Screen sharing on Wayland

You will need the right xdg-desktop-portal backend for your desktop environment. Screen sharing is known to work on:

  • GNOME with xdg-desktop-portal-gtk
  • KDE Plasma with xdg-desktop-portal-kde and Firefox
  • Sway with xdg-desktop-portal-wlr and Firefox, see Sway for details

Running

Tip: You can also use superd to manage pipewire and its related services.
Note: pipewire-launcher script is provided by Alpine Linux, not by upstream. Please report issues to Alpine Linux maintainers first.

Start the PipeWire media server. You'll probably get quite a few errors but just ignore them for now.

$ /usr/libexec/pipewire-launcher

A D-Bus session service must be running unless dbus support is disabled.

Auto launching

You can add /usr/libexec/pipewire-launcher to your .xinitrc.

If you do not use GUI by default and have D-Bus enabled in configuration, add the following stanza to your shell configuration file:

export $(dbus-launch)
/usr/libexec/pipewire-launcher

Testing

In a different terminal window check the default output device. I don't yet know how this default can be changed for all applications, so you'd better hope it's right!

WirePlumber

$ wpctl status

pw-cat playback

Test sound is working using an audio file in a format supported by libsndfile (e.g. flac, opus, ogg, wav). Use pw-cat utility from pipewire-tools:

$ pw-cat -p test.flac
$ pw-play /usr/share/sounds/alsa/Front_Center.wav

pw-cat recording

If you have a microphone test audio recording is working.

$ pw-cat -r --list-targets
$ pw-cat -r recording.flac
(Speak for a while then stop it with Ctrl+c)
$ pw-cat -p recording.flac

PulseAudio

Test PulseAudio clients using a media player, as most use PulseAudio.

JACK

Use jack_simple_client from jack-simple-clients:

$ jack_simple_client

You should hear a sustained beep.

Troubleshooting

`wpctl status` shows no targets

First, check whether ALSA knows about your sound card:

aplay -l

If sound devices are found, the issue is with your pipewire configuration. Consider double-checking the instructions above.

Otherwise, your sound card may not be supported in the version of the Linux Kernel you're running. You should search online for fixes relating to your current kernel version and the codec of your sound card. You can find each of these with:

uname -r
cat /proc/asound/card0/codec* | grep Codec

Error acquiring bus address: Cannot autolaunch D-Bus without X11 $DISPLAY

This means D-Bus session bus is not started and GUI is not active (i.e. you are in a tty). Use dbus-run-session as outlined above. Alternatively, disable D-Bus support.

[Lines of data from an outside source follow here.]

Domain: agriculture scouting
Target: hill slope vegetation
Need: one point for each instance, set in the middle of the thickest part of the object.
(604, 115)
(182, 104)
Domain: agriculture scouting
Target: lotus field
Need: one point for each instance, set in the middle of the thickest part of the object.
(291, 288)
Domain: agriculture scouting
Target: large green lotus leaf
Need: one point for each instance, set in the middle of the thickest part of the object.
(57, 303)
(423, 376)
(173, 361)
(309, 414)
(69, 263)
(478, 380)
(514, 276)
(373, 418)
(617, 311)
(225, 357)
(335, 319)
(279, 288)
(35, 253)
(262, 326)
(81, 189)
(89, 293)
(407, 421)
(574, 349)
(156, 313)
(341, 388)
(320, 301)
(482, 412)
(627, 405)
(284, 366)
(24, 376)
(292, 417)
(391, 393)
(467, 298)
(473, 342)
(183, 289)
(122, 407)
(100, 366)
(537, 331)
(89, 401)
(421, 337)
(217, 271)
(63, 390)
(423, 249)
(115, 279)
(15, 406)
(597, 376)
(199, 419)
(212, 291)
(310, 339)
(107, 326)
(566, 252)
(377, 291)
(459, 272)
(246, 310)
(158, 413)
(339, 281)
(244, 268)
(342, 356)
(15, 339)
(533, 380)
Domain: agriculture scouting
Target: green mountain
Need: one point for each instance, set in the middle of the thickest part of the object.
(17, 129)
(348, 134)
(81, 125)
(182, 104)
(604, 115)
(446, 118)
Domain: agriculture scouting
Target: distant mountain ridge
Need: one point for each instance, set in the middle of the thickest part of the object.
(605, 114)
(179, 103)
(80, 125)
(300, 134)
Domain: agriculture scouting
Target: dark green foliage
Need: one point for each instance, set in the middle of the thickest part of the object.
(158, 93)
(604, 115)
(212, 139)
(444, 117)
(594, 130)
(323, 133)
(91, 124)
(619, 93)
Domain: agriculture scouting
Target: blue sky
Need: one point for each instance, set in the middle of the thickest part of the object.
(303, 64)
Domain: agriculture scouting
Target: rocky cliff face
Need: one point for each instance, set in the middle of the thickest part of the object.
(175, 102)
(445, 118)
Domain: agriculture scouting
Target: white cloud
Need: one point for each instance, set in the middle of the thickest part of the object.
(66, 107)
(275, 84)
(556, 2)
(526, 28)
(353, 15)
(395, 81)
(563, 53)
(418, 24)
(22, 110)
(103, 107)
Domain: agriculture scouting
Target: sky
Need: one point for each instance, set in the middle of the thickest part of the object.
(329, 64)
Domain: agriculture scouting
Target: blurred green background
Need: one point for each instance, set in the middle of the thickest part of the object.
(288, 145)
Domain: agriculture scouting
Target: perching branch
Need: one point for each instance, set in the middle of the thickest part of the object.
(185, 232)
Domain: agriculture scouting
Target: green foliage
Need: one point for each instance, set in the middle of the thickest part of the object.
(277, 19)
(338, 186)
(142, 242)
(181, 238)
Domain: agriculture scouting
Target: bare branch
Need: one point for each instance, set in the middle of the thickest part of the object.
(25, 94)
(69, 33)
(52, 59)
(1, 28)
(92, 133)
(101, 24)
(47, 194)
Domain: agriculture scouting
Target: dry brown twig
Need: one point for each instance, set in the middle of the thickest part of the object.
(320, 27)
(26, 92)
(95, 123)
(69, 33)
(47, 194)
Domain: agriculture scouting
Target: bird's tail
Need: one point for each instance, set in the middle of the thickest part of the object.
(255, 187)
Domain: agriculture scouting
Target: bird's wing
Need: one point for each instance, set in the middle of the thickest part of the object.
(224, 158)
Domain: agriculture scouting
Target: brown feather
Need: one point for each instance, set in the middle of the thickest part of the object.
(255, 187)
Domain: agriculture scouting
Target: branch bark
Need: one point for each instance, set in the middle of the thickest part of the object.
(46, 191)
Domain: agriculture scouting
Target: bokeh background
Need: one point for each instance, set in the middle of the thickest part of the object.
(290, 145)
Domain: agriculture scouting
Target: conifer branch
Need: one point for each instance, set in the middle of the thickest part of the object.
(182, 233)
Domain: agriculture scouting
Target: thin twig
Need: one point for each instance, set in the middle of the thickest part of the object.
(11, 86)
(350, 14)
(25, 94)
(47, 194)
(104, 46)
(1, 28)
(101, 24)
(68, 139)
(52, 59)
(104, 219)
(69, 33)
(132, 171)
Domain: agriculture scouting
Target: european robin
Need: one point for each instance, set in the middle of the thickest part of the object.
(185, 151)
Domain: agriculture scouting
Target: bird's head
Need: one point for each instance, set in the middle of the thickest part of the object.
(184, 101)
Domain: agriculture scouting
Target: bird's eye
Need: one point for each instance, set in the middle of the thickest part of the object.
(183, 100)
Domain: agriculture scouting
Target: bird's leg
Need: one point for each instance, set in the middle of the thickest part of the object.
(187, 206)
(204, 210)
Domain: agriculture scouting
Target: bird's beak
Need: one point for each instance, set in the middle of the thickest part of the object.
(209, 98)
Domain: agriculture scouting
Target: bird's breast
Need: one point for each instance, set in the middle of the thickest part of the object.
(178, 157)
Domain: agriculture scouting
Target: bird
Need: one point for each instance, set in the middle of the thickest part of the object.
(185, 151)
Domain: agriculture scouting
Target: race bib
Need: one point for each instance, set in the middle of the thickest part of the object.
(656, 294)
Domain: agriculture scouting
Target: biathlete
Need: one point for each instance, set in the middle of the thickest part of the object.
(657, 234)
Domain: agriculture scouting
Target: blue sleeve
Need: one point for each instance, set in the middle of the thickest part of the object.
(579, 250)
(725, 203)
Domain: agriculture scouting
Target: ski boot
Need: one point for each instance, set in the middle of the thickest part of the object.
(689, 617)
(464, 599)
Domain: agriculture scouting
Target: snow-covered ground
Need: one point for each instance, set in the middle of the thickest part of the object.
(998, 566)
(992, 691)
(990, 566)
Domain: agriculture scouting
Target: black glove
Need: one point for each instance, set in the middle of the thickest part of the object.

Bluetooth connect failed: br-connection-profile-unavailable

Ensure that a Session Manager is running.

Play/Pause buttons not working on bluetooth headphones

Check /var/log/messages. If you see something like this:

bluetoothd[3463]: profiles/audio/avctp.c:uinput_create() Can't open input device: No such file or directory (2)
bluetoothd[3463]: profiles/audio/avctp.c:init_uinput() AVRCP: failed to init uinput for WH-1000XM5

Then bluez is trying to register the headphones buttons as an input devices, but uinput is not loaded. Try modprobe uinput. If this works, see Architecture#Module_Loading for instructions on how to make sure this module is loaded automatically on each startup.

Quick Configuration

You might want to use pavucontrol or pavucontrol-qt to have a simple GUI app for controlling sound, outputs, etc.

PipeWire Graph Qt GUI Interface

qpwgraph is a graph manager dedicated to PipeWire.